Afternoon Sweet Tooth
Satisfy an afternoon sweet tooth craving at Serendipity. An outpost of the famed, New York City restaurant Serendipity 3, this hip, family destination offers delights, such as “frrrozen” hot chocolate, deli sandwiches, fresh baked goods, Starbucks coffee, ice cream and grab-and-go items.
Where to Indulge
Bar Luna has debuted “Mangiare,” a new Italian menu featuring artisanal charcuterie selections from Chicago’s West Loop Salumi, Italian-style cured salamis, such as Finocchiona (fennel pollen salame), Chorizo, Coppa, Speck Alta Adige and Prosciutto di San Daniele. “As a child, I spent summers in Italy with my grandparents where I learned the old-world way of making cured meats,” said Salumiere Greg Laketek, who returned to Italy as an adult and trained under the famed Massimo Spigaroli. (Look for a full interview with Greg in the fall issue of Opulence.)
Where to Relax
Relaxation is job one for many visitors at the Resort. The half-mile stretch of private beach is perfect for catching some rays. Visitors can swim in the Atlantic Ocean or any of the seven pools. If you’re inclined to use the fitness center, treat yourself to a relaxing spa treatment at the Waldorf Astoria Spa. (In order to access the steam room or sauna, you must have a spa treatment booked.)
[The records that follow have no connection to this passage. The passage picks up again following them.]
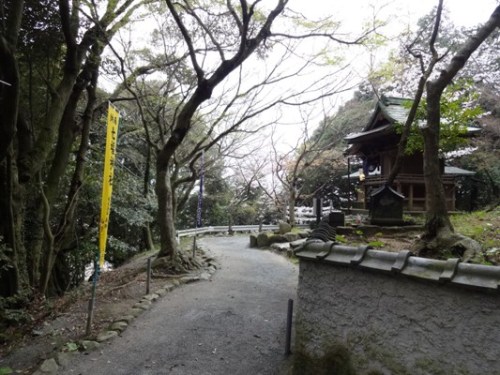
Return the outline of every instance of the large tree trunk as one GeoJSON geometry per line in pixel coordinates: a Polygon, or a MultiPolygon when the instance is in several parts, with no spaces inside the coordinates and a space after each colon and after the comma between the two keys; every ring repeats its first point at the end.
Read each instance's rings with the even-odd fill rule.
{"type": "Polygon", "coordinates": [[[22,243],[22,201],[15,179],[12,146],[0,163],[0,296],[27,291],[26,251],[22,243]]]}
{"type": "MultiPolygon", "coordinates": [[[[47,200],[50,208],[49,212],[51,212],[52,205],[59,195],[59,183],[68,167],[69,156],[76,138],[76,108],[85,84],[86,82],[78,82],[78,84],[75,85],[64,110],[64,114],[59,125],[59,135],[57,137],[54,158],[52,159],[52,164],[44,185],[45,197],[40,197],[38,199],[37,207],[33,215],[33,220],[37,225],[34,226],[32,233],[30,234],[31,241],[29,247],[31,251],[29,256],[29,270],[32,285],[35,288],[45,284],[43,281],[40,282],[40,280],[44,280],[46,278],[46,274],[42,276],[40,275],[40,261],[42,257],[50,258],[48,252],[52,251],[50,249],[43,248],[45,233],[43,222],[46,211],[46,208],[44,207],[44,200],[47,200]]],[[[51,217],[48,219],[51,221],[51,217]]],[[[44,261],[44,263],[47,262],[44,261]]],[[[44,267],[44,269],[44,272],[48,271],[47,267],[44,267]]]]}
{"type": "MultiPolygon", "coordinates": [[[[488,22],[457,51],[450,63],[441,69],[440,75],[435,80],[427,82],[427,126],[422,130],[427,216],[425,233],[422,240],[414,247],[425,255],[440,257],[446,252],[466,261],[481,260],[479,244],[468,237],[455,234],[448,217],[439,167],[440,102],[445,88],[463,68],[472,53],[497,27],[500,27],[500,6],[494,10],[488,22]]],[[[432,48],[434,46],[431,44],[432,48]]]]}
{"type": "MultiPolygon", "coordinates": [[[[51,212],[54,200],[59,195],[59,184],[68,167],[71,149],[79,131],[81,131],[81,140],[77,153],[75,170],[73,172],[71,185],[66,198],[65,209],[59,219],[59,225],[56,230],[57,237],[54,238],[55,242],[53,243],[53,246],[47,246],[43,252],[45,261],[43,268],[44,273],[41,275],[41,280],[47,281],[50,277],[54,276],[54,265],[56,262],[61,263],[61,261],[64,261],[62,259],[57,259],[57,257],[67,246],[67,243],[70,242],[68,237],[71,237],[69,232],[71,231],[71,228],[73,228],[75,220],[74,212],[78,204],[78,192],[82,185],[83,173],[85,170],[85,154],[88,150],[90,127],[92,125],[93,113],[96,105],[96,87],[99,77],[99,64],[101,61],[100,55],[102,51],[103,46],[93,46],[91,55],[82,72],[79,74],[75,86],[73,87],[73,91],[66,105],[61,124],[59,125],[56,153],[45,185],[45,194],[49,204],[49,212],[51,212]],[[77,106],[80,102],[83,90],[86,87],[87,104],[83,113],[81,127],[78,127],[76,120],[77,106]]],[[[47,237],[47,229],[45,230],[45,237],[47,237]]],[[[48,242],[46,241],[45,243],[47,244],[48,242]]],[[[40,245],[41,243],[38,243],[38,246],[40,245]]],[[[42,251],[41,247],[33,247],[33,249],[39,252],[42,251]]],[[[59,270],[66,270],[66,272],[68,272],[69,267],[59,267],[59,270]]],[[[63,281],[70,280],[70,277],[69,275],[59,275],[58,280],[58,283],[50,284],[57,288],[57,290],[50,291],[50,294],[61,294],[64,292],[68,286],[64,285],[63,281]]],[[[42,293],[46,294],[49,283],[42,282],[40,285],[42,286],[42,293]]]]}
{"type": "Polygon", "coordinates": [[[170,175],[171,160],[191,130],[191,119],[205,100],[212,95],[213,87],[206,80],[199,85],[177,117],[177,126],[156,156],[156,195],[158,199],[158,226],[160,230],[160,252],[158,257],[175,259],[178,246],[175,237],[175,194],[170,175]]]}
{"type": "Polygon", "coordinates": [[[146,250],[154,250],[155,243],[153,241],[153,233],[151,232],[151,225],[146,223],[142,229],[144,248],[146,250]]]}
{"type": "Polygon", "coordinates": [[[158,226],[160,228],[160,252],[158,257],[170,257],[177,254],[177,240],[174,227],[173,192],[168,168],[158,163],[156,168],[156,196],[158,197],[158,226]]]}
{"type": "Polygon", "coordinates": [[[427,83],[427,126],[422,129],[424,138],[424,181],[426,191],[425,238],[434,238],[438,234],[453,233],[446,209],[440,158],[439,130],[441,119],[441,91],[433,82],[427,83]]]}
{"type": "Polygon", "coordinates": [[[20,199],[14,149],[20,96],[16,46],[23,8],[23,0],[5,6],[7,19],[0,31],[0,296],[28,292],[29,285],[21,236],[24,200],[20,199]]]}
{"type": "Polygon", "coordinates": [[[179,251],[174,227],[175,194],[168,168],[158,162],[156,167],[156,195],[158,197],[158,226],[160,229],[160,252],[153,262],[154,268],[162,268],[169,273],[185,273],[201,267],[189,254],[179,251]]]}
{"type": "Polygon", "coordinates": [[[292,186],[288,195],[288,221],[292,227],[295,226],[295,201],[295,188],[292,186]]]}
{"type": "Polygon", "coordinates": [[[7,156],[16,134],[20,95],[16,47],[23,9],[24,1],[18,0],[2,10],[2,15],[8,16],[0,31],[0,79],[4,81],[0,83],[0,162],[7,156]]]}
{"type": "Polygon", "coordinates": [[[246,2],[242,2],[242,7],[244,5],[243,11],[245,17],[242,19],[240,30],[241,43],[233,57],[229,59],[224,58],[209,78],[206,77],[206,72],[203,71],[198,63],[196,48],[193,45],[188,27],[184,24],[183,17],[179,14],[180,8],[174,6],[174,2],[171,0],[166,0],[166,4],[187,44],[189,56],[197,78],[196,89],[180,110],[175,121],[175,126],[172,128],[168,140],[158,153],[156,162],[156,194],[158,198],[158,225],[160,227],[161,240],[158,257],[169,256],[175,259],[177,253],[177,242],[174,229],[175,197],[172,190],[172,182],[170,180],[170,168],[173,156],[190,132],[192,118],[200,105],[210,99],[214,88],[224,81],[231,72],[241,66],[241,64],[271,35],[271,25],[275,18],[281,14],[287,1],[278,1],[276,7],[269,13],[267,18],[263,21],[262,27],[260,30],[256,31],[253,37],[249,33],[248,26],[252,19],[255,3],[251,7],[251,12],[249,12],[246,2]]]}
{"type": "MultiPolygon", "coordinates": [[[[146,165],[144,171],[144,180],[143,180],[143,190],[142,194],[145,198],[149,195],[149,182],[151,179],[151,146],[149,143],[147,144],[147,154],[146,154],[146,165]]],[[[151,232],[150,223],[146,223],[144,228],[142,229],[143,235],[143,243],[146,250],[154,249],[154,241],[153,241],[153,233],[151,232]]]]}
{"type": "MultiPolygon", "coordinates": [[[[56,92],[53,93],[46,119],[43,126],[41,126],[41,131],[39,132],[39,136],[34,144],[34,147],[25,152],[20,152],[18,176],[21,184],[27,186],[30,183],[35,183],[34,181],[37,179],[37,176],[39,176],[38,179],[41,179],[40,174],[42,167],[47,162],[47,158],[53,149],[57,133],[56,130],[62,123],[76,78],[77,76],[74,73],[74,69],[65,71],[64,77],[61,80],[56,92]]],[[[67,142],[65,141],[65,143],[67,142]]],[[[58,144],[61,145],[61,140],[59,140],[58,144]]],[[[70,148],[68,149],[68,145],[66,144],[65,147],[69,156],[70,148]]],[[[45,204],[48,203],[48,207],[51,207],[58,191],[57,187],[59,179],[61,178],[62,173],[64,173],[63,167],[67,164],[67,157],[63,157],[61,153],[59,153],[59,157],[60,159],[54,159],[54,163],[57,165],[57,170],[55,171],[56,173],[53,173],[54,169],[51,169],[50,174],[52,181],[44,187],[45,196],[42,196],[41,193],[38,194],[36,208],[31,213],[31,217],[27,218],[33,225],[27,238],[30,239],[28,244],[30,249],[28,256],[29,275],[32,285],[35,288],[41,287],[42,289],[45,289],[44,285],[47,285],[48,280],[46,280],[45,274],[42,274],[44,272],[43,269],[47,271],[47,264],[52,263],[51,257],[46,257],[45,260],[42,260],[42,248],[44,246],[44,238],[47,236],[48,229],[46,226],[44,228],[44,222],[50,222],[50,217],[45,218],[44,216],[47,212],[50,215],[50,209],[47,211],[45,204]],[[45,267],[42,266],[41,262],[45,264],[45,267]]],[[[49,242],[45,242],[45,244],[48,243],[49,242]]],[[[47,251],[52,252],[52,250],[47,251]]]]}
{"type": "MultiPolygon", "coordinates": [[[[88,70],[85,70],[85,74],[88,75],[87,79],[90,80],[90,84],[87,87],[87,105],[83,113],[81,139],[76,155],[76,165],[67,194],[66,205],[63,214],[59,219],[59,225],[56,230],[53,247],[52,249],[48,247],[45,254],[47,259],[53,258],[53,261],[46,263],[49,267],[45,269],[46,273],[44,277],[48,279],[53,278],[54,280],[45,284],[43,293],[49,292],[49,294],[62,294],[68,289],[69,282],[71,281],[70,267],[68,267],[67,260],[64,257],[64,251],[70,248],[71,243],[73,242],[74,236],[72,235],[72,230],[75,223],[75,210],[78,205],[78,193],[83,184],[86,166],[85,155],[89,147],[90,128],[93,123],[94,109],[96,106],[96,88],[99,77],[100,58],[99,56],[94,56],[91,61],[92,65],[88,67],[88,70]],[[50,290],[47,290],[47,287],[50,287],[50,290]]],[[[73,114],[72,118],[67,119],[70,123],[75,122],[76,104],[77,101],[74,102],[75,108],[69,109],[70,113],[73,114]]],[[[65,127],[68,127],[68,125],[66,124],[65,127]]],[[[74,131],[71,134],[66,134],[66,137],[69,137],[73,143],[75,139],[74,131]]],[[[67,141],[69,141],[69,139],[67,141]]],[[[57,179],[57,182],[59,179],[57,179]]]]}
{"type": "Polygon", "coordinates": [[[441,96],[472,53],[497,28],[500,27],[500,6],[498,6],[477,33],[453,56],[438,78],[427,82],[427,126],[424,136],[424,174],[427,200],[426,233],[433,237],[440,231],[453,232],[448,218],[444,188],[439,170],[439,129],[441,126],[441,96]]]}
Opulence Magazine Editor-in-Chief Robin Jay offered this assessment after spending time at the Waldorf Astoria Spa: “The ritual bath is an amazing experience that starts in a eucalyptus inhalation room, followed by a glorious soak in a mango-salted drawn bath with velvety mounds of bubbles and a tray with apricot body scrub, loofa and grapefruit sorbet (for eating!). Then it’s on to an invigorating cylindrical Swedish shower with hundreds of horizontal jets, followed by a soak in a single-person climb-down plunge pool and overhead deluge for the shoulders, finishing with a leisurely soak in the candle-lit Jacuzzi. Ahhhhhh!”
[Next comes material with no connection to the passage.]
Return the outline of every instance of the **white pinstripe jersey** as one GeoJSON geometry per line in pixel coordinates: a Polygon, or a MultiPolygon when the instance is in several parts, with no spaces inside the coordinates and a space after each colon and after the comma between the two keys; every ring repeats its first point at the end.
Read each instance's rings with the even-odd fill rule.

Where to Find Dine Tuscan Style
Whatever is new under the Tuscan sun is likely available at Lucca Trattoria, one of the fine-dining options at the Resort. With its open-arched kitchen, hand-blown Murano chandeliers and creative Tuscan cuisine, this Mediterranean-themed restaurant has an award-winning wine list and menu. At the helm is Chef Adam Pile whose farm-to-table approach to cooking with local ingredients goes back to his childhood in rural Pennsylvania. “I grew up trout fishing, working with my grandparents in the garden, canning foods, picking wild strawberries, shelling beans, trading sweet corn and raising livestock,” he said. “I still have my Grandmother’s handwritten recipes and her Betty Crocker Cookbook. At Lucca, we aim for that same ‘home cooked with love’ feel.” Lucca favorites include Lamb “Osso Bucco,” Veal Scaloppine Marsala, Black Angus strip steak and local Snapper. Wood-grilled pizza is also available.